L’armée rwandaise n’obtiendra pas la nouvelle aide de 20 millions d’euros de l’Union européenne. « Les Européens ne sont pas parvenus à s’accorder sur le déblocage d’un nouvel appui financier à l’armée rwandaise pour son intervention à Cabo Delgado », renseigne le quotidien Africa Intelligence, qui souligne que « Bruxelles s’achemine dans le même temps vers des nouvelles sanctions contre le régime de Kigali pour son soutien à la rébellion du M23 ».
Une nouvelle saluée par Jean-Luc Habyarimana, fils de l’ancien Président du Rwanda, Juvenal Habyarimana.
« Nous applaudissons la décision de l’UE de geler l’aide militaire de 20 Millions d’euros à Kigali ».
Pour Jean-Luc Habyarimana, cette décision de l’Union européenne « (…) est un pas dans la bonne direction ».

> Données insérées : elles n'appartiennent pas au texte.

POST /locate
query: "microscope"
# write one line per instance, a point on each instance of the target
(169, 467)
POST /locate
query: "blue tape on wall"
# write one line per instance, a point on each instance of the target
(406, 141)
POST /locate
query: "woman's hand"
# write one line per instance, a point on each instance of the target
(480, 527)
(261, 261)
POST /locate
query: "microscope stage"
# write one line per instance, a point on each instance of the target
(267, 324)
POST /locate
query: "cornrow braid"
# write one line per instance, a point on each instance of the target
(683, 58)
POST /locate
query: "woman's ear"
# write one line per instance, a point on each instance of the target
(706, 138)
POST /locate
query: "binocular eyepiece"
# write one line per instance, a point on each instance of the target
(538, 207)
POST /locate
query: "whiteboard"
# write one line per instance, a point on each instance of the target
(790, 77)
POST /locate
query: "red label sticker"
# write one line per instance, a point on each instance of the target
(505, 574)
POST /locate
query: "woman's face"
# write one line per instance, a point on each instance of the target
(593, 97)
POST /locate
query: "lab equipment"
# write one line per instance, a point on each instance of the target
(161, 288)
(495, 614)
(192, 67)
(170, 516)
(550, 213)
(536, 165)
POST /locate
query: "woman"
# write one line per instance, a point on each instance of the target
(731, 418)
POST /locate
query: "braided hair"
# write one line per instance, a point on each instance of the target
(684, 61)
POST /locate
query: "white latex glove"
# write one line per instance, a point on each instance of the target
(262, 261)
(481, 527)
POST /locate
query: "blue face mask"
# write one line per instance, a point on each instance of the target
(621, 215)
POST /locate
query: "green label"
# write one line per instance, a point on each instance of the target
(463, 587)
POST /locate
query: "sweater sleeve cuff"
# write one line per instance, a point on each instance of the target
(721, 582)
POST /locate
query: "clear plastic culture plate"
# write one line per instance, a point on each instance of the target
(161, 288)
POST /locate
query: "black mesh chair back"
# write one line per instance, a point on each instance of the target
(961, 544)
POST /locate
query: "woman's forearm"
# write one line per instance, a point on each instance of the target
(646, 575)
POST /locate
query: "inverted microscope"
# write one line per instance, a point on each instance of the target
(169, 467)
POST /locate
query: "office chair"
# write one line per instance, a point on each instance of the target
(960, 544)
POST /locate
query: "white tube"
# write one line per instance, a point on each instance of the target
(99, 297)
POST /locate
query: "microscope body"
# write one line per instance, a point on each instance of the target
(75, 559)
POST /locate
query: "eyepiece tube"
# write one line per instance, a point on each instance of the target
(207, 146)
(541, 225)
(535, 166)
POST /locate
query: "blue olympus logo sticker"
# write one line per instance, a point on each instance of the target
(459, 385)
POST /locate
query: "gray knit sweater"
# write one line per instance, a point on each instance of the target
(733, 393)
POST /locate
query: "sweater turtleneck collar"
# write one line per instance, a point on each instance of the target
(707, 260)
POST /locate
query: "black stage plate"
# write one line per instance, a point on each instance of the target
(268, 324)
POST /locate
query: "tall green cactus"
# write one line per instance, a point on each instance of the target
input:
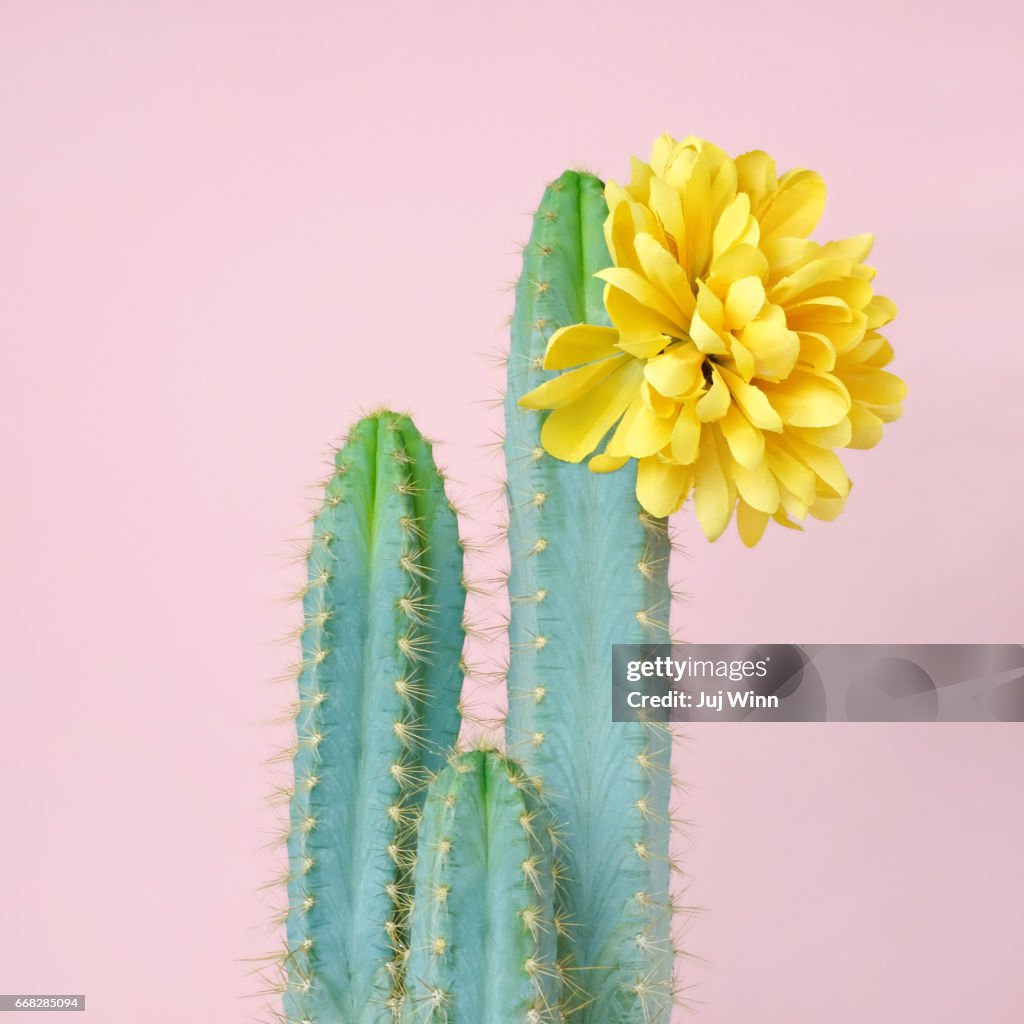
(482, 947)
(378, 708)
(588, 568)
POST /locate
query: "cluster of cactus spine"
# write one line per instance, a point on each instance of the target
(428, 886)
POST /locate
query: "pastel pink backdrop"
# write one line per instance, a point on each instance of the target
(227, 227)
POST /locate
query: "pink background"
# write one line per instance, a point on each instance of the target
(226, 227)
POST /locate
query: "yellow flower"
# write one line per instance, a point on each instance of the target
(741, 353)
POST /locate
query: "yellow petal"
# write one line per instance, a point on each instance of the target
(658, 403)
(808, 399)
(643, 345)
(817, 351)
(731, 224)
(572, 431)
(619, 231)
(712, 496)
(774, 347)
(640, 176)
(790, 289)
(662, 487)
(838, 435)
(751, 523)
(747, 443)
(639, 288)
(785, 255)
(866, 427)
(569, 386)
(606, 463)
(741, 356)
(634, 317)
(856, 249)
(667, 205)
(740, 261)
(792, 505)
(647, 433)
(697, 214)
(880, 311)
(715, 402)
(825, 464)
(708, 322)
(795, 208)
(569, 346)
(743, 302)
(826, 507)
(677, 371)
(757, 486)
(753, 401)
(686, 435)
(875, 387)
(616, 446)
(756, 174)
(792, 473)
(666, 274)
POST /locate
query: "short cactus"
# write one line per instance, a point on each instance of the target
(378, 710)
(589, 569)
(482, 944)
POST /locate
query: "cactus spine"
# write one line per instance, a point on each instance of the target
(378, 708)
(482, 945)
(588, 568)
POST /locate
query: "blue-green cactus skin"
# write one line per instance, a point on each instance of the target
(588, 568)
(482, 946)
(378, 708)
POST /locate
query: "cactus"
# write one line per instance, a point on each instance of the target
(482, 947)
(378, 708)
(588, 568)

Aussi, appelle -t-il l’Union européenne de mettre fin à l’impunité et d’arrêter de se voiler la face devant les crimes commis par les Forces armées rwandaises dans l’Est de la République démocratique du Congo
« Il est crucial que l’Union européenne aille plus loin en mettant fin à l’impunité pour ceux qui commettent des crimes et sèment le chaos dans l’Est de la RDC. L’UE ne peut plus continuer à se voiler la face sur le fait que financer l’armée du Rwanda pour sécuriser le Cabo Delgado ainsi que les intérêts privés d’une multinationale européenne revient également à financer la même armée qui massacre, pille et viole femmes et enfants dans l’Est de la RDC. D’ailleurs, dans la même logique, le protocole d’accord sur les minerais signé avec le Rwanda devrait également être revu à l’aune des activités criminelles de l’armée rwandaise en RDC. Si l’UE ne prend pas action, elle risque de perdre encore plus en crédibilité dans la région et sur le continent », a-t-il posté sur son compte X (ex twitter).
L’armée rwandaise est présente au Mozambique depuis juillet 2021, où elle combat une insurrection menée par des militants liés à l’État islamique dans la province de Cabo Delgado. La France et l’UE ont décidé de soutenir cette opération pour lutter contre le terrorisme. Le coût de l’opération est estimé à 20 millions de dollars par mois, ce que le Rwanda ne peut pas financer à long terme.